Special appointments

You’ll have your second scan to check for anomalies and your baby’s gender (if you want to know) along with a triple serum screen for Down’s syndrome (if you choose to have the test).

ALSO SEE: 3 important pregnancy screening tests every mom-to-be should know about

Exercise

Make a point of exercising regularly. This can be walking, swimming or yoga, but if you’re a seasoned sportswoman you may need to start relaxing your exercise routine so it’s less demanding on ligaments and support structures when these begin to loosen up owing to hormonal changes.

Sex

The steady supply of hormones, fuller breasts and rich blood supply to the vagina all help to boost libido levels.

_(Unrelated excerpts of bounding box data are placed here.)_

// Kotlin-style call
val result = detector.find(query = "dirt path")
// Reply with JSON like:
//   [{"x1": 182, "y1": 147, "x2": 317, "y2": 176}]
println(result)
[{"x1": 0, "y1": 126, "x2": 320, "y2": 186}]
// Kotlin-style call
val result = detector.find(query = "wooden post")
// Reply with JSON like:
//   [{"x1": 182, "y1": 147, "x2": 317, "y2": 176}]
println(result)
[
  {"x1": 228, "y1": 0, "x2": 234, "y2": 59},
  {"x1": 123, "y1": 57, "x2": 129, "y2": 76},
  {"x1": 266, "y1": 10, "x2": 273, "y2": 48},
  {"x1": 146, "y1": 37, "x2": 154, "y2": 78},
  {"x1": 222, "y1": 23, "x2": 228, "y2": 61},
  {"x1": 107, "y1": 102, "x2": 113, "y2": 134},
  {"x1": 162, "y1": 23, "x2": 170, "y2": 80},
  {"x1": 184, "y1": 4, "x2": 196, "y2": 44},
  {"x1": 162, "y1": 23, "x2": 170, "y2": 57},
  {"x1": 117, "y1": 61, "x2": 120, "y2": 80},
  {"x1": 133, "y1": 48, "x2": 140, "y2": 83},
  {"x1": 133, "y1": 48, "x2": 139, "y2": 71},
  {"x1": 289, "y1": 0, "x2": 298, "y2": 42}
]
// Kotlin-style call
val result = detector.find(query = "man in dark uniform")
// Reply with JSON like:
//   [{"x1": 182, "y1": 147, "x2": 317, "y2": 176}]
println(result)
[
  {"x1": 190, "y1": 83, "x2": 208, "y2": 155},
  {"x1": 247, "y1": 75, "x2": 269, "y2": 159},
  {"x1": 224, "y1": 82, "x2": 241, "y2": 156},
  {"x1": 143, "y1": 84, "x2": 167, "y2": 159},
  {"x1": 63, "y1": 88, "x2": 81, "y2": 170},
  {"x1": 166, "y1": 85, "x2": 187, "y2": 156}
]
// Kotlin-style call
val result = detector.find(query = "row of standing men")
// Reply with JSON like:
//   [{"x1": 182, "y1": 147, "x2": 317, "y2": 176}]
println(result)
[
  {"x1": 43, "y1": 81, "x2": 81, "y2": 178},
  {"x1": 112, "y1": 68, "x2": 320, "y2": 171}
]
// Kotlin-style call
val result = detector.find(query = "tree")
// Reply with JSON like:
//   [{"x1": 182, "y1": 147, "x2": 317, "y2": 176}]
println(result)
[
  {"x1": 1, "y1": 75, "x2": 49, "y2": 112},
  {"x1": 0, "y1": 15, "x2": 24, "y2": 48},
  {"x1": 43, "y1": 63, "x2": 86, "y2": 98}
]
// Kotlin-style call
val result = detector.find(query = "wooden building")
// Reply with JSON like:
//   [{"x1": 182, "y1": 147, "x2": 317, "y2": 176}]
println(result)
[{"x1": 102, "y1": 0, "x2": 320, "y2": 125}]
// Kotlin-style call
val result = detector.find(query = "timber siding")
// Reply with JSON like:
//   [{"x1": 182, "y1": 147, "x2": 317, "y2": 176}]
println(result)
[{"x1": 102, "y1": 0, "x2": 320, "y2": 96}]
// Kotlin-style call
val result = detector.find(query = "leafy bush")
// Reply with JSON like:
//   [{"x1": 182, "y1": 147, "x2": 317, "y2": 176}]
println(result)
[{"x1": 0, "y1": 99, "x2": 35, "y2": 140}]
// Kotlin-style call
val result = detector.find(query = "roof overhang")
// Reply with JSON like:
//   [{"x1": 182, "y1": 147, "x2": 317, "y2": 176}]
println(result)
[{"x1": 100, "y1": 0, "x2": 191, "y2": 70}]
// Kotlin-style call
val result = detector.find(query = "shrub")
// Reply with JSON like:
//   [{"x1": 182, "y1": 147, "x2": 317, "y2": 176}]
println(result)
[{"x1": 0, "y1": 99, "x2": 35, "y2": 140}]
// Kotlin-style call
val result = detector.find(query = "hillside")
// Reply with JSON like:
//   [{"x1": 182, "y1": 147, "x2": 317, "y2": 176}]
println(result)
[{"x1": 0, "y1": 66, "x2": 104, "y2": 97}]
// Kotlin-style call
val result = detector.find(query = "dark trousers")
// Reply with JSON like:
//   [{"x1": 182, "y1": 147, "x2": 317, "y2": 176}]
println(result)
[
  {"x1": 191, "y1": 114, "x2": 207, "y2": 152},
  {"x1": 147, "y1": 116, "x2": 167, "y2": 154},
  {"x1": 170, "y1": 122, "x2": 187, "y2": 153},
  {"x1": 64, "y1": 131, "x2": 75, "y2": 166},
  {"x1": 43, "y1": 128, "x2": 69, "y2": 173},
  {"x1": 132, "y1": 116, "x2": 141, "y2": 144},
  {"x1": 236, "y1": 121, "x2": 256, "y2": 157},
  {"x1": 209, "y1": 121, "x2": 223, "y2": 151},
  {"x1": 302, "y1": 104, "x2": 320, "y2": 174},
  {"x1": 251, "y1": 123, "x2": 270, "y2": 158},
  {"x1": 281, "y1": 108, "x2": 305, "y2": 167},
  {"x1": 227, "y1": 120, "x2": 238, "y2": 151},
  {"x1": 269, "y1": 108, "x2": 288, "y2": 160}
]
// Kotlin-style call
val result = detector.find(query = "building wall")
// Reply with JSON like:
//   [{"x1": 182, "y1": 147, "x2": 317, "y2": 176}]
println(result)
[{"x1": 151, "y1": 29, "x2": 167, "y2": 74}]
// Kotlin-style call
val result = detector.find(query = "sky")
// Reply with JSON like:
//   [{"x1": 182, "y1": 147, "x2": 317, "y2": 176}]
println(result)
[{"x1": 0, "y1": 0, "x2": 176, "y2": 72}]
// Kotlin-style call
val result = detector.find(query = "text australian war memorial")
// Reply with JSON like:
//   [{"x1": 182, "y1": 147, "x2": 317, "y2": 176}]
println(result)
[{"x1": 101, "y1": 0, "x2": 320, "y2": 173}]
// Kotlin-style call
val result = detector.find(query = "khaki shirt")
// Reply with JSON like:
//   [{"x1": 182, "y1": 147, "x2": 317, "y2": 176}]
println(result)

Make the most of it while you can, because sex is likely to be the last thing on your mind after the birth.

ALSO SEE: 8 pregnancy sex questions every mom-to-be wonders about

Month 5

Preparing the nursery

If you’re on a tight budget, borrow or buy second-hand nursery paraphernalia and spruce it up with a coat of unleaded paint, fresh covers and creative colours. Essentials are a cot, chest of drawers topped with a covered sponge cushion for nappy-changing, a shelf for baby care goodies and a comfortable feeding chair.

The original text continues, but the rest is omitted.